U.S. natural gas futures rose about 3% on Wednesday on a decline in daily output and an increase in the amount of gas flowing to liquefied natural gas (LNG) export plants since Freeport LNG’s export facility in Texas exited an eight-month outage in February and returned to full power over the past week.
That price increase occurred despite forecasts for milder weather and lower heating demand over the next two weeks than previously expected, which should allow utilities to start injecting gas into storage this week.
Front-month gas futures for May delivery on the New York Mercantile Exchange (NYMEX) were up 5.5 cents, or 2.6%, to $2.161 per million British thermal units at 8:55 a.m. EDT (1255 GMT).
The market has been extremely volatile in recent weeks with the front-month gaining or losing more than 5% in 12 of the past 23 trading days.
With gas market volatility rising, open interest in NYMEX gas futures rose to 1.37 million contracts on Tuesday, the most since October 2021 for a fourth day in a row.
At the same time, shares outstanding in the U.S. Natural Gas Fund, an exchange-traded fund (ETF) designed to track the daily price movement of gas, rose to a record 165.9 million, topping the prior record of 161.4 million set on March 30.
Freeport LNG’s export plant, which shut in June 2022 after a fire, was on track to pull in about 2.2 billion cubic feet per day (bcfd) of gas on Wednesday, down from 2.3 bcfd on Monday and Tuesday, according to data provider Refinitiv.
That, however, was still above the 2.1 bcfd of gas Freeport LNG can turn into LNG for export. LNG plants can pull in more gas than they can turn into LNG because they use some of the fuel to power equipment used to produce LNG.
Average gas flows to all seven big U.S. LNG export plants rose to 13.9 bcfd so far in April, up from a record 13.2 bcfd in March.
The seven big U.S. LNG export plants can turn about 13.8 bcfd of gas into LNG.
SUPPLY AND DEMAND
Refinitiv said average gas output in the U.S. Lower 48 states has risen to 99.9 bcfd so far in April, up from 99.7 bcfd in March. That compares with a monthly record of 100.4 bcfd in January 2023.
On a daily basis, however, gas output was on track to decline 2.4 bcfd over the last three days to a preliminary two-month low of 98.5 bcfd on Wednesday. Most of the declines this week were in Pennsylvania and West Virginia.
Meteorologists projected the weather in the Lower 48 states would remain mostly warmer than normal through April 20, except for a few near-normal days from April 6-8.
With warmer spring-like weather expected to keep reducing the amount of gas burned to heat homes and businesses, Refinitiv forecast U.S. gas demand, including exports, would drop from 101.7 bcfd this week to 95.2 bcfd next week. Those forecasts were lower than Refinitiv’s outlook on Tuesday.
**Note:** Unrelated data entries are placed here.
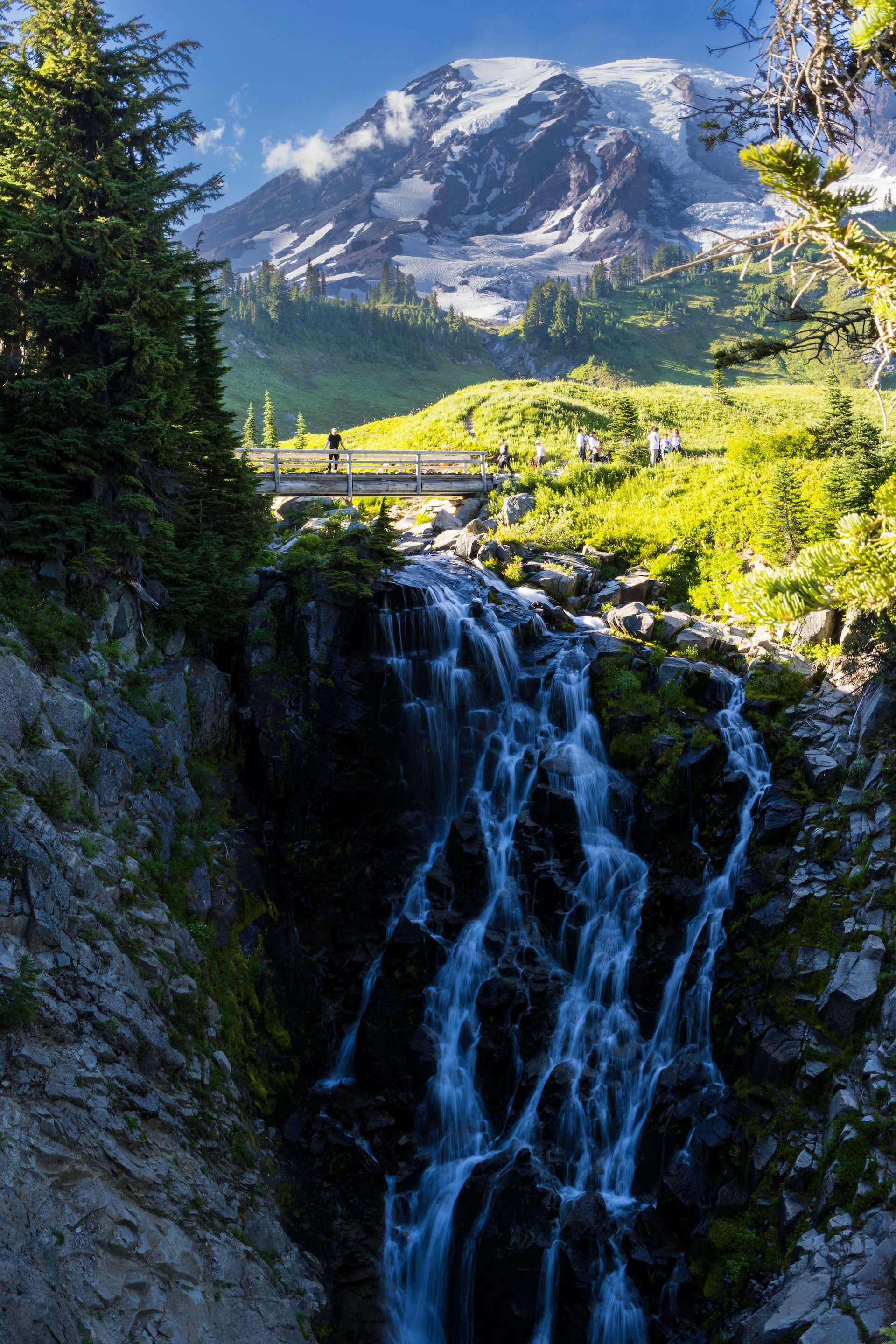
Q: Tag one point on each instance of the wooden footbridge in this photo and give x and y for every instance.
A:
(369, 472)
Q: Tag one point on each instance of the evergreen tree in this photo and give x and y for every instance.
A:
(785, 527)
(836, 428)
(301, 431)
(106, 324)
(624, 422)
(269, 427)
(563, 320)
(250, 433)
(719, 385)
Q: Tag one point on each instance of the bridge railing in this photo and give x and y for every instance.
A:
(282, 463)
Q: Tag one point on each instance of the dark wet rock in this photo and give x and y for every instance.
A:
(782, 972)
(770, 918)
(777, 1058)
(522, 1224)
(781, 815)
(852, 988)
(467, 858)
(761, 1156)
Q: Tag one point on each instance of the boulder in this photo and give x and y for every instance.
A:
(769, 920)
(796, 1305)
(444, 521)
(777, 1058)
(841, 1104)
(470, 538)
(692, 640)
(832, 1328)
(781, 816)
(821, 769)
(632, 619)
(852, 987)
(889, 1016)
(467, 511)
(213, 705)
(168, 687)
(516, 507)
(112, 778)
(635, 588)
(131, 734)
(70, 714)
(811, 960)
(199, 888)
(555, 582)
(782, 971)
(21, 691)
(493, 550)
(605, 593)
(761, 1156)
(447, 541)
(791, 1210)
(814, 628)
(875, 709)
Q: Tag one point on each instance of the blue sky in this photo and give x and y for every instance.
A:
(273, 70)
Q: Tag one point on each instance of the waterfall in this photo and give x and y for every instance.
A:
(605, 1070)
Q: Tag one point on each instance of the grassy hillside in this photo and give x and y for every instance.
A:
(332, 389)
(525, 410)
(336, 362)
(690, 519)
(668, 330)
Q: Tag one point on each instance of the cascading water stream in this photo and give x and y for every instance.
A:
(610, 1070)
(444, 667)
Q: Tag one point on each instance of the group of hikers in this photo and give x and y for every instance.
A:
(588, 445)
(660, 445)
(590, 448)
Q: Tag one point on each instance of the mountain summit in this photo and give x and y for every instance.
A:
(487, 175)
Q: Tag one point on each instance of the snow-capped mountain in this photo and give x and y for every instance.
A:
(487, 175)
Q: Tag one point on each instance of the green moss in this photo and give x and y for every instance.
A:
(49, 631)
(19, 1001)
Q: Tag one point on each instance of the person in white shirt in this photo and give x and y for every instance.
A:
(653, 445)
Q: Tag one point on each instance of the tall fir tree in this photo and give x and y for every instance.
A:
(269, 427)
(250, 432)
(101, 308)
(624, 422)
(785, 527)
(836, 428)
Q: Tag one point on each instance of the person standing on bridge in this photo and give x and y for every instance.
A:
(334, 444)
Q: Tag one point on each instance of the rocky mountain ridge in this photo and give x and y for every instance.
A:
(136, 1178)
(500, 173)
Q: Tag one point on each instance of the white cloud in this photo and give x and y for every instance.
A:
(210, 140)
(315, 155)
(236, 103)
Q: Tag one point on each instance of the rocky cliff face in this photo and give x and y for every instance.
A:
(780, 1224)
(138, 1178)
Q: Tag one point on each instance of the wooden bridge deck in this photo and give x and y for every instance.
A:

Mostly mild weather over the 2022-2023 winter allowed utilities to leave more gas in storage than usual and should enable them to start injecting fuel into inventories this week.
Gas stockpiles were about 21% above their five-year average (2018-2022) during the week ended March 24 and were expected to end about 20% above normal during the colder-than-normal week ended March 31, according to federal data and analysts’ estimates.